Minimum tax triggered by related-party deductible payments (BEAT)
A new minimum tax – the Base Erosion and Anti-Abuse Tax (BEAT) – affects large taxpayers claiming a threshold amount of deductible payments to non-US related parties. Very generally, the tax is intended to approximate the US income tax that would have applied to an entity had certain deductible cross-border payments not reduced the entity's taxable income base.
Critically, payments for gross receipts (ie the cost of goods sold) are not considered to be a disfavored base-eroding payment, which should largely insulate US manufacturers and retailers from the scope of the BEAT.
To address these concerns, groups are expected to make internal legal and business changes that include the following: (1) using unrelated intermediaries to receive "bad" BEAT payments; (2) recharacterizing certain payments as COGS; and (3) checking foreign subsidiaries "open" for US tax purposes so that affiliate payments potentially within the scope of BEAT are not recognized for US tax purposes.
A number of changes implemented under the TCJA increase the likelihood that minority US shareholders in foreign groups will be subject to US tax on notional or deemed dividends for US tax purposes (Subpart F or GILTI inclusions) by virtue of their ownership interest.
The TCJA accomplishes this in part by expanding the definition of "Controlled Foreign Corporation" (CFC) to include certain foreign entities that are not majority-owned, directly or indirectly, by US individuals or corporations. This expanded definition will make it more difficult to unwind "sandwich structures" resulting from acquisitions of US businesses by foreign groups.

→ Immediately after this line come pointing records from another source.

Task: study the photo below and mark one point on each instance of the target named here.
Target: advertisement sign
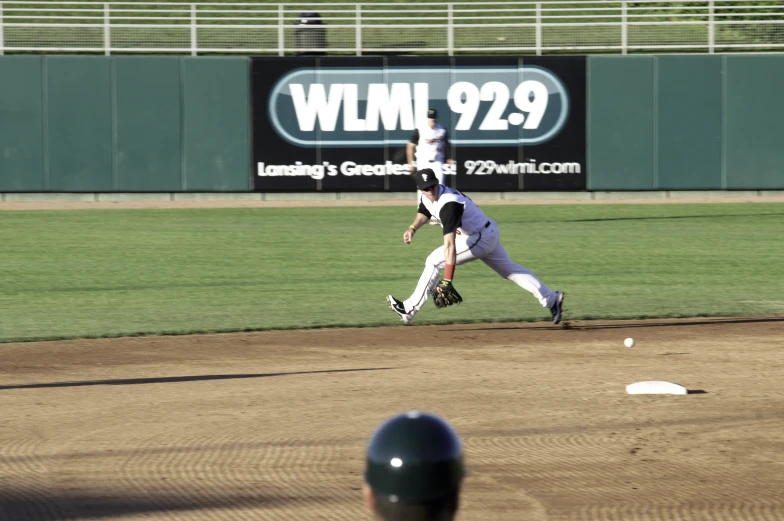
(343, 124)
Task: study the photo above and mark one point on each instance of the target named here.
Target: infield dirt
(273, 425)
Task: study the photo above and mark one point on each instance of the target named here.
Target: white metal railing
(371, 28)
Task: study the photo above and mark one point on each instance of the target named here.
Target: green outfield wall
(685, 122)
(182, 124)
(123, 124)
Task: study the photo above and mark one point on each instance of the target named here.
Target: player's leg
(499, 260)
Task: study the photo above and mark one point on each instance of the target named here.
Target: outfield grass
(92, 273)
(264, 14)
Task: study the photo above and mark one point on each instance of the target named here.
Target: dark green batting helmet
(415, 456)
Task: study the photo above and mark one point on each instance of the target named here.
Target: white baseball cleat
(398, 307)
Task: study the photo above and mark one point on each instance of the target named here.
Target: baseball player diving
(468, 235)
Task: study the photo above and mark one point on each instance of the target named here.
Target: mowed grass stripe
(66, 274)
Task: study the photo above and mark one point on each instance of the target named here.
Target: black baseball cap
(425, 178)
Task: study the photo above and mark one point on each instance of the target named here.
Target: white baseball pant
(487, 247)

A new provision known as the Global Intangible Low-Taxed Income (GILTI) regime expands the range of CFC income potentially subject to current inclusion in the hands of a US parent or other substantial equity holder. The GILTI regime very generally requires a US 10-percent (or greater) shareholder to recognize a portion of CFC earnings currently to the extent those earnings exceed a notional amount representing a 10-percent return on the CFC's tax basis on certain types of depreciable, tangible assets.

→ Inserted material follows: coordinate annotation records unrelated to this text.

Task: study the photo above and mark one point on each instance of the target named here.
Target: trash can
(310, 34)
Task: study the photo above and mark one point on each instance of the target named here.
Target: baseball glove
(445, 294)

Because of the GILTI provisions, US businesses or individuals will find it significantly more challenging to defer income from US taxation merely by housing assets or operations in non-US subsidiaries. GILTI is also expected to spur US groups to repatriate IP back to the United States.
Conversely, the TCJA provides for a new preferential rate of tax on income earned directly by US corporations (FDII) on foreign-directed sales or licenses that are, very generally, attributable to the exploitation of intangible assets. The FDII regime represents yet another incentive for US groups to repatriate IP assets currently owned by CFCs, providing the IP is managed at least to some extent by US-based employees.